I don't know how many springs are you going to manufacture, however, to be able to do QA on the springs you can not ask for load accuracy beyond 90% deflection. Even for the 90% deflection it is commercially sound to ask for +/-10% tolerance on the force. You asks for two points of force and for both you need to give +/-10% tolerance.

I believe you should define only one load point (1.88 lb at L2), the spring geometry (wire material, wire diameter, OD and number of coils) will dictate the force at L1.

To get a sound design spring (shorter and with longer life than 500,000), to my best expertise you will need each spring to go a "preset/set-remove" secondary operation as the "final" production process. The spring should exhibit all the desired geometry and force/deflection properties "after" the preset operation. For the preset operation to be stable, each spring must be compressed to solid 12 times. This probably will make the spring price higher.

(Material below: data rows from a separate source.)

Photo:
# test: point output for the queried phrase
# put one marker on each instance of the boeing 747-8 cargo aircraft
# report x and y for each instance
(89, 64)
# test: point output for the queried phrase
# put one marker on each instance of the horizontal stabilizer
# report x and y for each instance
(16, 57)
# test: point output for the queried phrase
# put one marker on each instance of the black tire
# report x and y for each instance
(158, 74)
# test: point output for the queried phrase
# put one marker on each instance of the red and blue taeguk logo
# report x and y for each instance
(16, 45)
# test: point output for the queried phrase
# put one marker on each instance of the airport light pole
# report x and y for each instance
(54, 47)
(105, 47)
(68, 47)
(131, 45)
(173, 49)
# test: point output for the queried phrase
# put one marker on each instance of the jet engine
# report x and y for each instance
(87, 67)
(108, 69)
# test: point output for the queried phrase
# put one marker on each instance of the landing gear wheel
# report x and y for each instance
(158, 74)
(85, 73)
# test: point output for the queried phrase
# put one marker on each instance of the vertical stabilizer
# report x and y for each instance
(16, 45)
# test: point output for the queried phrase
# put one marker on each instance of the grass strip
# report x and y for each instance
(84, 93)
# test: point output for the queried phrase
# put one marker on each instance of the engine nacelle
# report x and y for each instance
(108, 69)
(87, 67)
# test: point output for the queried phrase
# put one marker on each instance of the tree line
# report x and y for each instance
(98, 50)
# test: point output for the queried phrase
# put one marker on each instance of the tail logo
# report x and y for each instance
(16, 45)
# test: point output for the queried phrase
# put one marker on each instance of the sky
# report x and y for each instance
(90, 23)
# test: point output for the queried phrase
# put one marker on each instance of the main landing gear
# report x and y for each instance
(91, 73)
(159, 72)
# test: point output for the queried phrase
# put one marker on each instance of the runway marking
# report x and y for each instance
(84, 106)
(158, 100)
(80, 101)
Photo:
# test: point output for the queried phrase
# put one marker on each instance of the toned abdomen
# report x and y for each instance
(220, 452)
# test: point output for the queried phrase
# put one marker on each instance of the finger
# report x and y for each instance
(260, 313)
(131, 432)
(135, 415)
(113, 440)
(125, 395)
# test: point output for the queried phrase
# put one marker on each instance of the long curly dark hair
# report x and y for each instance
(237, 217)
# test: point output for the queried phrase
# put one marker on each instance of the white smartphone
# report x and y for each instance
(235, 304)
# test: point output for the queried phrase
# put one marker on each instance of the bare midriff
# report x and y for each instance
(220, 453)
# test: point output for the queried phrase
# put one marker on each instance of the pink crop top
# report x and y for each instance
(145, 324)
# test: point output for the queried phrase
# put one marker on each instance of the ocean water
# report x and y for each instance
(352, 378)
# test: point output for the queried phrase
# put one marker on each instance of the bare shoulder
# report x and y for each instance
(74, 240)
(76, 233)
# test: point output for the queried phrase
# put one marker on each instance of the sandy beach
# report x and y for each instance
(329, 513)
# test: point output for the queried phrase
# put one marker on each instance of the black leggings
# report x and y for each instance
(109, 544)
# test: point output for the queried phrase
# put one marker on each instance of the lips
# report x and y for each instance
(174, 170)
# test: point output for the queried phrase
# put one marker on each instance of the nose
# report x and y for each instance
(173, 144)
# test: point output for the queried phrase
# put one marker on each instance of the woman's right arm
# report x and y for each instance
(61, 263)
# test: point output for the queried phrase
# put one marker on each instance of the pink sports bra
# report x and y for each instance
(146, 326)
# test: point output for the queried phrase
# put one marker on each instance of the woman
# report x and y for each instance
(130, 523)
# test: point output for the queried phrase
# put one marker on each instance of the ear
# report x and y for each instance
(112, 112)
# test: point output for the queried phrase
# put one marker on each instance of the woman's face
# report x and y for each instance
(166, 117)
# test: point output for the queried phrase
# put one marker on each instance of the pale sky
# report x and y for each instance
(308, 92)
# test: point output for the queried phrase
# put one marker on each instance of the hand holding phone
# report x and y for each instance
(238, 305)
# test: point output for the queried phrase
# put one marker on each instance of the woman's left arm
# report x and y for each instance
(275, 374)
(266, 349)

If you can accept OD lower than 0.375" you can find many more springs even with L1 smaller than 0.41" and L2 smaller than 0.224" but, all springs will have to go the preset operation.

I suspect that in the design process of your "hand-held application" the design of the spring left to the end of the design just to find that the space left for the spring is too small. If this is the case, you are not alone. During my over 40 years of experience I encountered endless such cases. I have no doubt that if the spring design was an integral part of the design process iterations, you were in a better position.

RE: compression %

Good info, Isrealkk. I appreciate the your time! I will take some time to process/ understand your points.

the original design had a much more "relaxed" spring design (it operated below 85% compression). It also had an allowance for a different spring with a longer travel motion. once all the pieces came together, the unit was longer than desired, so we are circling back to remove any possible length.